While suspicions and innuendos swirled around the house, inside it no one seemed to be aware of them. The guests at Abhinav’s parties acted as though nothing were further from their minds than the scandal that had attached itself to their host and his daughter-in-law. And he made it easy for them. He ignored or simply overrode everything that was written, with no change at all in his expansive manner, no diminishment of his majestic personality.

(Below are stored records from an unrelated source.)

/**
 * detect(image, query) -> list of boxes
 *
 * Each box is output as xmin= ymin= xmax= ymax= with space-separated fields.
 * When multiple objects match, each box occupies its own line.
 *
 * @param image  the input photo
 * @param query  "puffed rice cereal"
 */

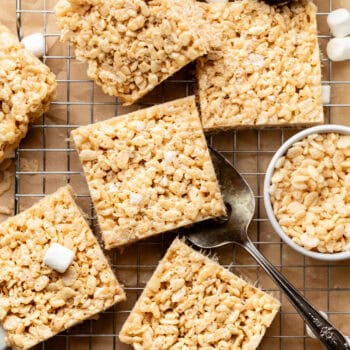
xmin=0 ymin=186 xmax=125 ymax=350
xmin=0 ymin=22 xmax=56 ymax=164
xmin=120 ymin=238 xmax=280 ymax=349
xmin=55 ymin=0 xmax=210 ymax=104
xmin=71 ymin=96 xmax=226 ymax=249
xmin=196 ymin=0 xmax=323 ymax=131
xmin=270 ymin=133 xmax=350 ymax=253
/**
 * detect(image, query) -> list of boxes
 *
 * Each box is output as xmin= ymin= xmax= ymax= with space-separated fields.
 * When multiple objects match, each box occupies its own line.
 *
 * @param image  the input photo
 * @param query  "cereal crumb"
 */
xmin=0 ymin=206 xmax=10 ymax=215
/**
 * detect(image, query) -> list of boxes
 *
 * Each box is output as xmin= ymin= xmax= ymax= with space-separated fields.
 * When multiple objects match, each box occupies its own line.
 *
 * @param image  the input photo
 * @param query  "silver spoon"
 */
xmin=186 ymin=147 xmax=350 ymax=350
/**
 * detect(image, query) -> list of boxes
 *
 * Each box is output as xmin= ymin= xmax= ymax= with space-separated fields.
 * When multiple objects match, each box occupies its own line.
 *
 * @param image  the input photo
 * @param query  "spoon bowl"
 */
xmin=187 ymin=147 xmax=254 ymax=248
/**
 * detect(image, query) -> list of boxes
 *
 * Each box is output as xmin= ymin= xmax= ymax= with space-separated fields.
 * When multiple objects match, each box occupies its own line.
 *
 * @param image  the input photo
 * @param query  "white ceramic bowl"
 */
xmin=264 ymin=124 xmax=350 ymax=261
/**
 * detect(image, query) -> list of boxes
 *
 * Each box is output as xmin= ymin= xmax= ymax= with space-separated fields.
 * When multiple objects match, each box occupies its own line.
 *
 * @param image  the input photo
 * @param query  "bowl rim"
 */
xmin=263 ymin=124 xmax=350 ymax=261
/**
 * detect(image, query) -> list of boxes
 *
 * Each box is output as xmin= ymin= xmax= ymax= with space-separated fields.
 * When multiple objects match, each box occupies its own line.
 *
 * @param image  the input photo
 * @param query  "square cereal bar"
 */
xmin=55 ymin=0 xmax=209 ymax=104
xmin=0 ymin=22 xmax=56 ymax=163
xmin=196 ymin=0 xmax=323 ymax=131
xmin=71 ymin=96 xmax=226 ymax=249
xmin=0 ymin=186 xmax=125 ymax=350
xmin=120 ymin=238 xmax=280 ymax=349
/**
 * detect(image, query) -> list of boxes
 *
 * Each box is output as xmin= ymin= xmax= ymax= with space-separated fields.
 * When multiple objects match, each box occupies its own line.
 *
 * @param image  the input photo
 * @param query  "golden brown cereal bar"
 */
xmin=55 ymin=0 xmax=209 ymax=104
xmin=0 ymin=22 xmax=56 ymax=163
xmin=71 ymin=96 xmax=226 ymax=249
xmin=0 ymin=186 xmax=125 ymax=350
xmin=196 ymin=0 xmax=323 ymax=131
xmin=120 ymin=238 xmax=280 ymax=349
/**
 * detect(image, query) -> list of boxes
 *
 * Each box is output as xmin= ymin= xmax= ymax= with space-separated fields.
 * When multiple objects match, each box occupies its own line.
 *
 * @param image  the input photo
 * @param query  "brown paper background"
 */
xmin=1 ymin=0 xmax=350 ymax=349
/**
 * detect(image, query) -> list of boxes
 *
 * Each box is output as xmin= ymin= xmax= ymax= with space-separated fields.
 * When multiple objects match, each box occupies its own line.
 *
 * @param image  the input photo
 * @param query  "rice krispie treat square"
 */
xmin=71 ymin=96 xmax=226 ymax=249
xmin=120 ymin=238 xmax=280 ymax=349
xmin=55 ymin=0 xmax=209 ymax=105
xmin=0 ymin=22 xmax=56 ymax=163
xmin=196 ymin=0 xmax=323 ymax=131
xmin=0 ymin=186 xmax=125 ymax=350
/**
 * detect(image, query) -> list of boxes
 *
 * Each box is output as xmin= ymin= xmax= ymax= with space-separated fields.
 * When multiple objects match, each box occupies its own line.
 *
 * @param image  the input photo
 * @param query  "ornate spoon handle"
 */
xmin=244 ymin=241 xmax=350 ymax=350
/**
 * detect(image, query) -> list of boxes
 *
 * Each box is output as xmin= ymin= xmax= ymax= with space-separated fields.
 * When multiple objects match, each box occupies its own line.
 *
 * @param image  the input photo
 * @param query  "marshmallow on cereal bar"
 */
xmin=196 ymin=0 xmax=323 ymax=131
xmin=120 ymin=239 xmax=280 ymax=349
xmin=0 ymin=186 xmax=125 ymax=350
xmin=0 ymin=22 xmax=56 ymax=164
xmin=44 ymin=243 xmax=75 ymax=273
xmin=55 ymin=0 xmax=209 ymax=104
xmin=71 ymin=96 xmax=226 ymax=249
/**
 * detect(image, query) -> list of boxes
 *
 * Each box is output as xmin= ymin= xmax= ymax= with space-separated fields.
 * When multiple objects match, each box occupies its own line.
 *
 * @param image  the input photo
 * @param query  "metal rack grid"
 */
xmin=13 ymin=0 xmax=350 ymax=349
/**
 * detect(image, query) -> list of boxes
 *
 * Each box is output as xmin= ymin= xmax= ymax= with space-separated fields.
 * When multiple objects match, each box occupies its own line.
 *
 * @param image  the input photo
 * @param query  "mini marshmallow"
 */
xmin=21 ymin=33 xmax=45 ymax=58
xmin=327 ymin=37 xmax=350 ymax=61
xmin=130 ymin=192 xmax=143 ymax=205
xmin=108 ymin=183 xmax=119 ymax=193
xmin=322 ymin=85 xmax=331 ymax=104
xmin=327 ymin=8 xmax=350 ymax=38
xmin=306 ymin=311 xmax=328 ymax=338
xmin=44 ymin=243 xmax=74 ymax=273
xmin=164 ymin=151 xmax=177 ymax=163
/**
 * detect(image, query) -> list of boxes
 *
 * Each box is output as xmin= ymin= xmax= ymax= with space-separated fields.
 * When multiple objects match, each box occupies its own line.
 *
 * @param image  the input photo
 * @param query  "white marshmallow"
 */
xmin=21 ymin=33 xmax=45 ymax=58
xmin=327 ymin=37 xmax=350 ymax=61
xmin=327 ymin=8 xmax=350 ymax=38
xmin=322 ymin=85 xmax=331 ymax=104
xmin=160 ymin=176 xmax=168 ymax=187
xmin=206 ymin=0 xmax=228 ymax=2
xmin=0 ymin=326 xmax=7 ymax=350
xmin=306 ymin=311 xmax=328 ymax=338
xmin=108 ymin=183 xmax=119 ymax=193
xmin=164 ymin=151 xmax=177 ymax=163
xmin=130 ymin=192 xmax=142 ymax=204
xmin=44 ymin=243 xmax=74 ymax=273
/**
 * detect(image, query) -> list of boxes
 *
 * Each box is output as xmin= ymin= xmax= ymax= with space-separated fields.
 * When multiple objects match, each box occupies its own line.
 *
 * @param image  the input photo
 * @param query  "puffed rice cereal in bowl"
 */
xmin=264 ymin=125 xmax=350 ymax=261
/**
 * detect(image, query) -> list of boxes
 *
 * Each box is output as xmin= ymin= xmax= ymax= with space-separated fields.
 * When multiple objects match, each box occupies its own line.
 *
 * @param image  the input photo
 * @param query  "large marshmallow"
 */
xmin=21 ymin=33 xmax=45 ymax=58
xmin=322 ymin=85 xmax=331 ymax=104
xmin=44 ymin=243 xmax=74 ymax=273
xmin=306 ymin=311 xmax=328 ymax=339
xmin=327 ymin=37 xmax=350 ymax=61
xmin=327 ymin=8 xmax=350 ymax=38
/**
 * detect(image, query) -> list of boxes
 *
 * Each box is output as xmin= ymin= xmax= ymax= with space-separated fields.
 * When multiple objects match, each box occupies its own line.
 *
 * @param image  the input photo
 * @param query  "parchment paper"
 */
xmin=1 ymin=0 xmax=350 ymax=349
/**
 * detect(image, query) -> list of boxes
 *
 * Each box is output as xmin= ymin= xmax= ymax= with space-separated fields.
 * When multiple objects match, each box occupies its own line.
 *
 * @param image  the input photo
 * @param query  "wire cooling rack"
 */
xmin=13 ymin=0 xmax=350 ymax=349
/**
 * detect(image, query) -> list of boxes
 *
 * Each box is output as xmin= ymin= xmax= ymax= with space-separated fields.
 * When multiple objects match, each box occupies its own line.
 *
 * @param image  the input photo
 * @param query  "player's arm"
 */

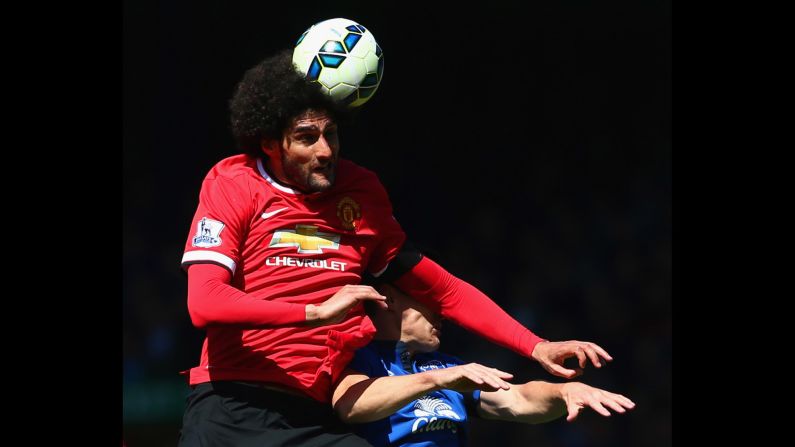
xmin=478 ymin=381 xmax=635 ymax=424
xmin=331 ymin=364 xmax=513 ymax=423
xmin=389 ymin=255 xmax=612 ymax=378
xmin=187 ymin=263 xmax=386 ymax=328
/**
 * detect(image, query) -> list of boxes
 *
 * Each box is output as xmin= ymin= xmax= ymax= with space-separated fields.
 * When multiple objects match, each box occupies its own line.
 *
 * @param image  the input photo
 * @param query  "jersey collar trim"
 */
xmin=257 ymin=158 xmax=301 ymax=195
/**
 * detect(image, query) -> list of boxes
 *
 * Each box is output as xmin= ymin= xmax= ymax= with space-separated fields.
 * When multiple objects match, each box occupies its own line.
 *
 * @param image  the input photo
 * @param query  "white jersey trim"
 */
xmin=257 ymin=158 xmax=300 ymax=195
xmin=181 ymin=251 xmax=237 ymax=274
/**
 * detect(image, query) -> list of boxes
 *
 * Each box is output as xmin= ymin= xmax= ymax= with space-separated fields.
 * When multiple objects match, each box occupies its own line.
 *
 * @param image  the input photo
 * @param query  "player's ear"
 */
xmin=260 ymin=138 xmax=280 ymax=157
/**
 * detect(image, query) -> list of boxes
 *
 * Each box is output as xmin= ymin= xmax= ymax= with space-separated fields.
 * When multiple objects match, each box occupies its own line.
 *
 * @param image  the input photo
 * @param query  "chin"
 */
xmin=307 ymin=176 xmax=334 ymax=192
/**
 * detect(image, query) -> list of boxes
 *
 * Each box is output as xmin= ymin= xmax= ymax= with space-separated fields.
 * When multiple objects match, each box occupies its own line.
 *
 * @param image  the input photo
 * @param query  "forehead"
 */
xmin=289 ymin=110 xmax=336 ymax=131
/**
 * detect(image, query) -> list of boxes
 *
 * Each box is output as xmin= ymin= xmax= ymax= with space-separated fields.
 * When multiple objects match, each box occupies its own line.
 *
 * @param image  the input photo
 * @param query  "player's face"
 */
xmin=273 ymin=110 xmax=340 ymax=193
xmin=398 ymin=296 xmax=443 ymax=353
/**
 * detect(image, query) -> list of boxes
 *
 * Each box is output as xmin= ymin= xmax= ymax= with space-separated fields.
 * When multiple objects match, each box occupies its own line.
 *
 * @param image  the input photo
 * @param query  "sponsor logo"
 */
xmin=191 ymin=217 xmax=225 ymax=248
xmin=265 ymin=257 xmax=346 ymax=271
xmin=336 ymin=196 xmax=361 ymax=231
xmin=416 ymin=360 xmax=445 ymax=372
xmin=261 ymin=207 xmax=288 ymax=219
xmin=269 ymin=224 xmax=340 ymax=254
xmin=411 ymin=396 xmax=461 ymax=434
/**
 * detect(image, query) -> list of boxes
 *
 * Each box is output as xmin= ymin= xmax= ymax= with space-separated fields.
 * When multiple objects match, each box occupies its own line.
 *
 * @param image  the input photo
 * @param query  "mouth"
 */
xmin=313 ymin=162 xmax=335 ymax=174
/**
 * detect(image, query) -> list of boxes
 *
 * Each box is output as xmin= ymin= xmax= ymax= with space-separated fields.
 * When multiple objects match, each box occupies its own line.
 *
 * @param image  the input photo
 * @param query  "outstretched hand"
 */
xmin=560 ymin=382 xmax=635 ymax=422
xmin=429 ymin=363 xmax=514 ymax=393
xmin=531 ymin=340 xmax=613 ymax=379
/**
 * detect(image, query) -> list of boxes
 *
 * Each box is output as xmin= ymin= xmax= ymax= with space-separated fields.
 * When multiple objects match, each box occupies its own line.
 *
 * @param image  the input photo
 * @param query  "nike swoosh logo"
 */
xmin=261 ymin=207 xmax=288 ymax=219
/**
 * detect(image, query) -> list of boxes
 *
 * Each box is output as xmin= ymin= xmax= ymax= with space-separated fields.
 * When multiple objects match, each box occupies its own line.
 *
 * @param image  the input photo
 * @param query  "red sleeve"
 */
xmin=392 ymin=256 xmax=547 ymax=357
xmin=181 ymin=174 xmax=253 ymax=274
xmin=187 ymin=263 xmax=306 ymax=328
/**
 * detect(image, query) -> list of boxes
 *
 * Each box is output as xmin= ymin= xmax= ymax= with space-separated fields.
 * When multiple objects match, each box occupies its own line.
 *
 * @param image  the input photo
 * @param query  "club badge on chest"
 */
xmin=337 ymin=196 xmax=361 ymax=231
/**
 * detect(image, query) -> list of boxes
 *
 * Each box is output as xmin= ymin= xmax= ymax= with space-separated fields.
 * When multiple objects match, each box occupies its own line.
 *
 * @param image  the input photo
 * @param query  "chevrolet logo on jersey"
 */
xmin=269 ymin=224 xmax=341 ymax=254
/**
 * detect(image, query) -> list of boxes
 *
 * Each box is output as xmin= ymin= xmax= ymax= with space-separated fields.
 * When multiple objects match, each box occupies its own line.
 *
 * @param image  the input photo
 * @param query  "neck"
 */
xmin=262 ymin=158 xmax=291 ymax=188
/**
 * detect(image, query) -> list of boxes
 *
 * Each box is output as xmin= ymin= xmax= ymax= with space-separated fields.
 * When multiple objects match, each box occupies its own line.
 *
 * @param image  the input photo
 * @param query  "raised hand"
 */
xmin=531 ymin=340 xmax=613 ymax=378
xmin=428 ymin=363 xmax=514 ymax=392
xmin=306 ymin=284 xmax=387 ymax=326
xmin=560 ymin=382 xmax=636 ymax=422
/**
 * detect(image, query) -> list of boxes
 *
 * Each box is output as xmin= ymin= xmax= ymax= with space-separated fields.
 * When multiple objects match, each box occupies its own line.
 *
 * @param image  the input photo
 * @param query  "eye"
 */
xmin=294 ymin=133 xmax=319 ymax=144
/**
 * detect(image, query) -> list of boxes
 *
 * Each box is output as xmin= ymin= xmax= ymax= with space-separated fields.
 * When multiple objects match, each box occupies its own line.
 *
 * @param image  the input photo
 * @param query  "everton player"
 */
xmin=177 ymin=49 xmax=613 ymax=446
xmin=333 ymin=284 xmax=635 ymax=447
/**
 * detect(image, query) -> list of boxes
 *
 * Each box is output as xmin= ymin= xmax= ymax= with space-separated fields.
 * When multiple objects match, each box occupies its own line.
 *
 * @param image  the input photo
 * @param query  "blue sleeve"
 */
xmin=464 ymin=390 xmax=482 ymax=417
xmin=441 ymin=353 xmax=482 ymax=417
xmin=346 ymin=345 xmax=382 ymax=377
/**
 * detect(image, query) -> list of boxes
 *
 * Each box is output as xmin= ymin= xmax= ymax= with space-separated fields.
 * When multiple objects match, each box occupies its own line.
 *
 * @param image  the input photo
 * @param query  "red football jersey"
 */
xmin=181 ymin=154 xmax=406 ymax=402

It was more difficult for Munni. She read the same thoughts in everyone who looked at her, and it made her want to put her hand over the fine pieces of jewellery her father-in-law had given her. While she continued to dress up for her role as his hostess, now it was with a feeling of discomfort and even shame. But she decided that she would not accept any more gifts from him, however difficult it might be to decline them.
He especially enjoyed bestowing some munificent present on her at the end of one of his grand parties, to thank her for making it a success. He was very proud of the occasions when famous classical musicians came to perform at his house. His tastes had been formed by the musical numbers of Bombay films in which he himself had sung and danced; but with classical music, he took his cue from others when to sway his head and give out sounds of ecstasy – principally from his son. Davy truly loved Indian classical music. When he was younger, his mother had tried to make him learn the piano, but instead he engaged a maestro to teach him the sitar. At first these lessons were a success, but after a while, disappointed with his progress, he gave up on them.